Bridging the Climate Change Gap

Since his inauguration in January, President Barack Obama has promised to take the problem of climate change seriously and step into a leadership role in the global negotiations. Congressional leadership on climate has also swelled to deliver domestic climate change legislation. But a “blind spot” seems to be emerging that may make it more difficult for the United States to play the leadership role it wishes — and the world needs it — to play.

While the previous U.S. administration remained largely disengaged from the global community on climate change in the last eight years, much has happened both with respect to our understanding of the many facets of the climate change problem and also with attempts to respond to those different facets. The Intergovernmental Panel on Climate Change (IPCC) has made it very clear that climate change is no longer just a problem of the long-term future that we can prevent through reductions in greenhouse gas emissions, but also a problem of the present and near-term future that we can no longer prevent but must face and cope with through adaptation. Pursuing mitigation strategies without addressing adaptation has been a serious blind spot in U.S. policymaking.

The poorest, most vulnerable communities around the world will bear the brunt of the inevitable impacts of climate change in the near term. Small island developing states — from Tuvalu, Samoa and Fiji in the Pacific Ocean to the Maldives and Seychelles in the Indian Ocean and Haiti and Grenada in the Caribbean — are most at risk, given their vulnerability to sea-level rise and hurricanes. And the poorest countries in the world — from countries in sub-Saharan Africa to Bangladesh and Nepal in South Asia, and Cambodia and Laos in Southeast Asia — are extremely vulnerable to floods, droughts, and sea-level rise. They have few resources and little capacity to cope with these effects of climate change.
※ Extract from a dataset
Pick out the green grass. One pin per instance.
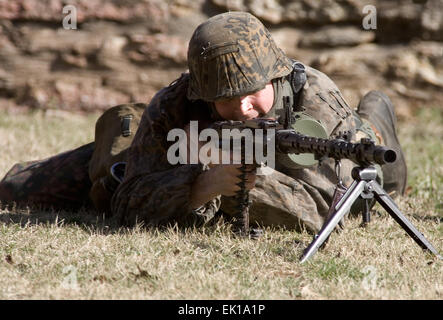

About 100 countries — with a total population of nearly a billion people but less than 3% of the global emissions of greenhouse gasses — will shoulder the burden of climate change impacts in the near term.

Recognizing this, members of the conference of parties of the UN Framework Convention on Climate Change — including the United States — agreed to create a fund made up of voluntary contributions to support the poorest countries adapt. Created in 2001, this Least Developed Countries (LDC) Fund supports countries identify their most vulnerable sectors and communities and prioritize and implement the most immediate and urgent adaptation actions.
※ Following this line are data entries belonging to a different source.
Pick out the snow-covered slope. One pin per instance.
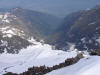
(86, 66)
(35, 55)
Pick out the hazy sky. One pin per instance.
(56, 7)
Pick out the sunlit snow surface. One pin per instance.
(86, 66)
(35, 55)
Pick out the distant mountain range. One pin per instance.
(80, 28)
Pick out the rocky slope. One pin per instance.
(18, 26)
Over 40 countries have completed their “national adaptation program of action,” creating a minimum to-do list of adaptation projects. Such projects include upgrading early warning systems for storms, installing efficient irrigation systems, planting mangrove buffers along the coast to diffuse storm waves, and building climate-resilient housing. The estimated costs of implementing all the adaptation projects so far identified is likely to amount to just under $2 billion over the next few years. But the amount of funding pledged to the LDC Fund at present is less than $200 million.

The United States, as the world’s richest country and its biggest emitter of greenhouse gasses, didn’t pledge a single cent to this fund over the last eight years under President George W. Bush. This has left a significant credibility deficit for the United States that Obama and Congress need to address if they wish the United States to claim a leadership role at the global level on climate change.

Thus, a good way to overcome this “Bush deficit” would be for the United States to allocate up to several hundred million dollars over the next few years to the LDC Fund to enable the poorest and most vulnerable countries to undertake adaptation actions that they have already identified.

While Obama’s proposed budget includes the option of allocating up to $100 million to the LDC fund, it’s unclear if members of Congress will have the political will to make it happen. But they must. Not only will such a contribution show goodwill in the ongoing climate negotiations, it would give the United States the credibility to be taken seriously for walking the walk and not just talking the talk in international climate negotiations.

Saleemul Huq is senior fellow at the Climate Change Group of the International Institute for Environment and Development (IIED) based in London, United Kingdom and also a contributor to Foreign Policy In Focus. He has been a lead author on adaptation science with the IPCC and advises the LDC Group in the UNFCCC negotiations.